Thanks for the info zoyaa1, I was guessing that was what was happening. This is happening in a VM so there is no settings in UEFI I can do to alter the resolution, unless it's hidden away somewhere.
Did you ever find a fix? I did achieve 1900x1280 on my iMac Pro, but something is different now, and I am unable to use regular BIOS (pretty sure you need that and vbe/vesa instead of gop/scfb). I put 'vm.bios.efi=0' in the boot flags, but still get UEFI. Working on it...
Hello Ryan Afraid I never found a fix. I never tried the non-UEFI boot (mainly as I didn't know about it!), but UEFI is stuck at 1024x768. I barely use the BSD VM to be honest, but keep it around just in case someone comes up with a fix or things ever change. Cheers.

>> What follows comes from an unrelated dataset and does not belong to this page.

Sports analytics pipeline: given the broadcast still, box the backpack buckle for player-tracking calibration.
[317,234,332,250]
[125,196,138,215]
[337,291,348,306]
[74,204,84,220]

I am extremely stubborn, and spent many, many hours on this. Here's the TL;DR: Only x86/x64 platforms can use legacy BIOS. arm/arm64 require UEFI, so this is why vesa/vbe are unavailable and we are stuck at 1024x768. `pciconf -lv` does not even list any devices in the 'display' category using Parallels' EFI support for BSD, and `xrandr` sees a 0x0mm display that refreshes at 0Hz Until Parallels realizes that plenty of people use BSD distributions, and create ports for the clipboard, file sharing, and video driver support, the BSD experience in Parallels is just going to be second-rate If you import your Parallels VM into VMWare Fusion, install `open-vm-tools`, and enable a couple vmware-related things in rc.conf, you can achieve fantastic resolutions. However, VMWare made it so that the driver itself can tell whether the VM is running in VMWare or a competitor, and it will disable itself and refuse to work properly (I tried in Parallels and UTM) So, the prognosis is not good, seeing as it appears that Parallels has zero interest in BSD distributions, even though their customers are plenty interested. Maybe we need to make more noise. I am quite sure that they can afford to throw a couple engineers at this problem for a few months.